И так далеко от вас проходили эти часы сна, часы глубин мистических и чувственных, расплавляя в нежных ласках самые болезненные сгустки скорби, эти часы полного счастья, отменявшего время и целый мир; долгий глоток из источников Забвения! И потом я видел вас, Мануэлита; видел вас, не смыкавшую очей, бледную и далекую, вас, простую душу, заключенную в ваши простые доспехи.
Я знаю, Мануэлита: вы искали увидеть вашу великую соперницу. Знаю: вы искали ее в моих усталых глазах, которые вам так ничего и не открыли. А теперь, если это возможно, узнайте: я должен был хранить верность моей судьбе: то была душа непокойная - та, которую всегда я вспоминал, когда выходил на пустынную площадь посидеть на скамейке под бегущими облаками. То была она, ради которой забывал я ваше маленькое тело, судорожно рыдавшее в тесноте подушки, ваше маленькое тело - грозное, столь восхитительное в его гибкости и силе
[6]. И все же, клянусь вам, Мануэлита: я любил, люблю и буду любить вас больше всякой другой женщины… обоих миров
[7].
[1] Кампана дает своей героине фамилию, свидетельствующую о баскских корнях.
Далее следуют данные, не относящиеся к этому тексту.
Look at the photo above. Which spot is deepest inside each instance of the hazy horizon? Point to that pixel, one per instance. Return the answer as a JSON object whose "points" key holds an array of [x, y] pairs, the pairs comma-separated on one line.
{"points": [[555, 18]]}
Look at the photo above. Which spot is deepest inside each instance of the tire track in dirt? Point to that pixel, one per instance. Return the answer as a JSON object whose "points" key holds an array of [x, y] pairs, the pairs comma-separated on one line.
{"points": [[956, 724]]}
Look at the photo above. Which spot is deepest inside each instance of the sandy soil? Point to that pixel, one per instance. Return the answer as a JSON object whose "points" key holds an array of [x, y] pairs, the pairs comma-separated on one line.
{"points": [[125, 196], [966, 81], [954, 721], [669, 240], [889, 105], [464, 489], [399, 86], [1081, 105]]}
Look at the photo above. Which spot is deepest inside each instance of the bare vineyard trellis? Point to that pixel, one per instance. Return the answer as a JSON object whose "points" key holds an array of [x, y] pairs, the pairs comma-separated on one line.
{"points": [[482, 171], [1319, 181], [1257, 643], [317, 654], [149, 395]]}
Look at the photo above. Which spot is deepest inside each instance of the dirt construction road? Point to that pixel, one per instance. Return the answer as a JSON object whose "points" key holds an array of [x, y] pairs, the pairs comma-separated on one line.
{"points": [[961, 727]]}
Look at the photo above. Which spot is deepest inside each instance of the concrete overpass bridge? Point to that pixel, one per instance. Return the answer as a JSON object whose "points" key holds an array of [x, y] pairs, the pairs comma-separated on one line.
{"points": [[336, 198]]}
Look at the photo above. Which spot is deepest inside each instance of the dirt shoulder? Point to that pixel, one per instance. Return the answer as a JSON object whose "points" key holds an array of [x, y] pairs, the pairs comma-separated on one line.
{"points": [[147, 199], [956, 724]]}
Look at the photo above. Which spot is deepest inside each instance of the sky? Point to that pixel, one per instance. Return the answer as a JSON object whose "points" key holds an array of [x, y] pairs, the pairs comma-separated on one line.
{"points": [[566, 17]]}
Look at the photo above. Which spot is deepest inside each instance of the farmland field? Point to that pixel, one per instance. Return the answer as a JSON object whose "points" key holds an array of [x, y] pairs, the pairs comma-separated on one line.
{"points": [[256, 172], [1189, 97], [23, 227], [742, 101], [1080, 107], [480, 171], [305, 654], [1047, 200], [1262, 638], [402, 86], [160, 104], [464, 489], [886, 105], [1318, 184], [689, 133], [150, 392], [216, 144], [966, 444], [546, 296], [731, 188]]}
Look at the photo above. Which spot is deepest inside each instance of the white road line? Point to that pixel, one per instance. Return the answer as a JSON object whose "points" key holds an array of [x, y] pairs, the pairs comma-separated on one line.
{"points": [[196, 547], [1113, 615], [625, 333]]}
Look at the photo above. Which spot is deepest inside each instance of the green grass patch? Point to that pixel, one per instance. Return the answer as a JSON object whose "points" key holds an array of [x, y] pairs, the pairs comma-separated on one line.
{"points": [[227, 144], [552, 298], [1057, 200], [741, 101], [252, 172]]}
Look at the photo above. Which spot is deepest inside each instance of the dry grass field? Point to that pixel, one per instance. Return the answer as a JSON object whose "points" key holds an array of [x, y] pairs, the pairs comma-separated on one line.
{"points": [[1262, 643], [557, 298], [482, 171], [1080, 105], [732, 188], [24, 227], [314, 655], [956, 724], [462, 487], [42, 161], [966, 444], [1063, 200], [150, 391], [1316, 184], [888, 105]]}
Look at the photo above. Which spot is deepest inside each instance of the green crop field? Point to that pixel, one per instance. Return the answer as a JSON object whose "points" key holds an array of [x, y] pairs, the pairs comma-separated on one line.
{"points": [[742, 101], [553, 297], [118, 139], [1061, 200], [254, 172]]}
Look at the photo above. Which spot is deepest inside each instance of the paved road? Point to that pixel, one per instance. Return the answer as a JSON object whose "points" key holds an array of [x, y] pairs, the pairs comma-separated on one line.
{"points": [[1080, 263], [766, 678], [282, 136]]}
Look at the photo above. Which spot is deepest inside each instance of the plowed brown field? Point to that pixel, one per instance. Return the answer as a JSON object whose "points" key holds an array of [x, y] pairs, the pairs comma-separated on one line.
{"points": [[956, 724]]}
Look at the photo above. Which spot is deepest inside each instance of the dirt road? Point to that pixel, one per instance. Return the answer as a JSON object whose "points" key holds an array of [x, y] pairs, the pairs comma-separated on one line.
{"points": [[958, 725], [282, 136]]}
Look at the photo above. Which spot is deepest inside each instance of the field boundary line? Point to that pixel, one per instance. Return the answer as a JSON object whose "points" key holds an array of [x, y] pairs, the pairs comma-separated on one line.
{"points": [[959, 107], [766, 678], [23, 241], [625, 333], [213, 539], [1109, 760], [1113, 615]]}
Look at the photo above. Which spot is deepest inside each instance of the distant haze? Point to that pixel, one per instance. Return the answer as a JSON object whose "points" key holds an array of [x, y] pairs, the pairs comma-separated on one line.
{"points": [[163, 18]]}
[2] Если адресат открытого письма каким-то невероятным образом угадает в нем и себя, и своего поклонника. По свидетельству самого поэта, записанному врачом-психиатром К. Париани, девушка, изображенная под именем Мануэлиты, была дочерью нотариуса в аргентинском городе Байя Бланка, где Кампана провел какое-то время, перебиваясь случайными заработками и ночуя, где придется. Настоящего ее имени поэт не знал, наблюдая за предметом своей любви только издали. Конечно, и Мануэлита не догадывалась о том, какие чувства и вдохновения невольно дарит она молодому бродяге (Кампане было в ту пору 24, его даме сердца, вероятно, лет 15-17).
[3] Образы Кампаны находят параллели в произведениях европейской живописи ХХ - нач. ХIХ в. на цирковую тему (Хосе Мираллес Дерманин, молодой Пикассо, Жорж Руо, Альберто Чьянконе и мн. др.)
[4] Круглый бассейн посреди площади Италии в Париже.
[5] Весь этот фрагмент состоит из отсылок к новелле «Ночь», открывающей «Орфические песни».
[6] Итак, кем же была эта «она»? Ответ не только раздваивается, но разворачивается в целый ряд последовательных отражений. Она - и «непокойная душа» поэта, подвластная своему призванию и «судьбе», и сама поэзия, которой он служит, и, наконец, Она - Тайна Беспредельного, понимаемая как Вечноженственное Безначальное Начало, непрерывно обновляющаяся и открывающаяся новыми неисчерпаемыми глубинами Сверх-Жизнь.
[7] Игра смыслов. «Обоих миров», в поверхностном смысле, означает: Старого и Нового Света. Но главный смысл, конечно, другой: мира внешнего, эмпирического опыта и мира мистических переживаний этого опыта.